Homestory #02/2025
Petitionen sind in Deutschland ein beliebtes Mittel politischer Partizipation; ganz unabhängig davon, wie viel Wirkung sie letztlich erzielen. Vielen geben sie ein wohliges Gefühl, ihre demokratische Pflicht erfüllt zu haben – ähnlich wie beim Wählengehen.
Wirkung zeitigen Petitionen wohl am ehesten, wenn sie verbreiteten Vorurteilen und abergläubischen Vorstellungen Ausdruck verleihen: So ist es dem noch amtierenden Gesundheitsminister Karl Lauterbach im vergangenen Jahr nicht gelungen, Homöopathie als Kassenleistung streichen zu lassen – selbstverständlich gab es eine Petition gegen seinen Plan.
»Finger weg von unserer Demokratie, Herr Musk.« Robert Habeck
Petitionen sind so beliebt, dass mittlerweile selbst ranghohe Politiker davon Gebrauch machen. »Elon Musk mischt sich aktiv in den deutschen Wahlkampf ein, um eine europafeindliche, teils rechtsextreme Partei zu unterstützen«, heißt es in einer Online-Petition von niemand anderem als dem grünen Spitzenkandidaten Robert Habeck, in der er fordert: »Finger weg von unserer Demokratie, Herr Musk.« Das gefiel dem Spiegel so gut, dass er das Zitat aufs Titelblatt klatschte.
Musk macht seit neuestem unverblümt Wahlwerbung für die AfD. Ort des Geschehens ist zumeist der Microblogging-Dienst X, von dem sich immer mehr User abwenden, seit Musk ihn gekauft hat. »Mittlerweile würde ich die App gerne löschen«, gibt ein Redaktionsmitglied der Jungle World zu. Trennen könne er sich von X derzeit allerdings nicht. Noch sei es nämlich möglich, dort Diskussionen zu verfolgen, die für große Medien zu kleinteilig seien.
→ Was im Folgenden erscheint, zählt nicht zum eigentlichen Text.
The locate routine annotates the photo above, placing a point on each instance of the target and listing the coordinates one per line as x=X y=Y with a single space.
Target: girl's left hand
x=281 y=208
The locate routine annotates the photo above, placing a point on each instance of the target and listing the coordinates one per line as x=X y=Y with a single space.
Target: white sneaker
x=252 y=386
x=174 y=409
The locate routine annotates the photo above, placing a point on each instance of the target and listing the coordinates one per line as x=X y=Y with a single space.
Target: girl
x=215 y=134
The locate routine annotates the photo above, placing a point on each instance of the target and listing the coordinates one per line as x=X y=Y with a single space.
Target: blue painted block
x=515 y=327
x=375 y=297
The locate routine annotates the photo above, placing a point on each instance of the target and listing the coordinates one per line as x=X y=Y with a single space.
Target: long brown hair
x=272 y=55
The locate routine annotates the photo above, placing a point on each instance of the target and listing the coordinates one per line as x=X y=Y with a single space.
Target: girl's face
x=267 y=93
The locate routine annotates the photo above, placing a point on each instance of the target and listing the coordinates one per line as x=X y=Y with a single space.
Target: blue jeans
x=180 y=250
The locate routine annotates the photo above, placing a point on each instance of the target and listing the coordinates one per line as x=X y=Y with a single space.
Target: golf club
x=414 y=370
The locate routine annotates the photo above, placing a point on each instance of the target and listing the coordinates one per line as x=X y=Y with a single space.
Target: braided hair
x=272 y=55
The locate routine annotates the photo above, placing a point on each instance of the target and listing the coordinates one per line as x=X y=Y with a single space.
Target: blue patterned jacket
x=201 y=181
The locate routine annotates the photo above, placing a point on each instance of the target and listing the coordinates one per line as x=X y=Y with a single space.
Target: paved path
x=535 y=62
Die Einschätzungen in Ihrer Lieblingszeitung hierzu sind ambivalent. »Die Debatten, die ich verfolgt habe, laufen eh immer nach dem gleichen Muster ab«, sagt ein anderer und kritisiert den »degoutanten Ton« bei X. Beidem stimmt der erstgenannte Kollege zu. Bei einem anderen beginnt das Problem schon viel früher.
X-spezifische Sprache
Er verstehe die X-spezifische Sprache nicht. Selbst wenn seine Kollegen etwas posteten, habe er Schwierigkeiten, ihnen zu folgen. Auch die Schwächen der Konkurrenzdienste scheinen für einige ein Grund zu sein, ihren X-Account noch nicht zu löschen. »Mit Bluesky werde ich nicht warm, finde ich langweilig«, so eine Kollegin. »Außerdem folgen mir da täglich mindestens acht neue Accounts von Onlyfans-Girls und US-Evangelikalen aus heiterem Himmel. Why?!«
Schließlich gibt es auch Abstinenzler: »Die krassesten Entgleisungen auf X und Co. bekomme ich von jüngeren Bekannten berichtet und bin dann immer heilfroh, dass ich das nicht sozusagen aus erster Hand erfahren musste.«
Was der IT-Blogger Chris Pirillo einst über den Vorgänger Twitter schrieb, die Plattform sei »ein großartiger Ort, um der Welt zu sagen, was man denkt, bevor man eine Chance hatte, darüber nachzudenken«, gilt für X umso mehr.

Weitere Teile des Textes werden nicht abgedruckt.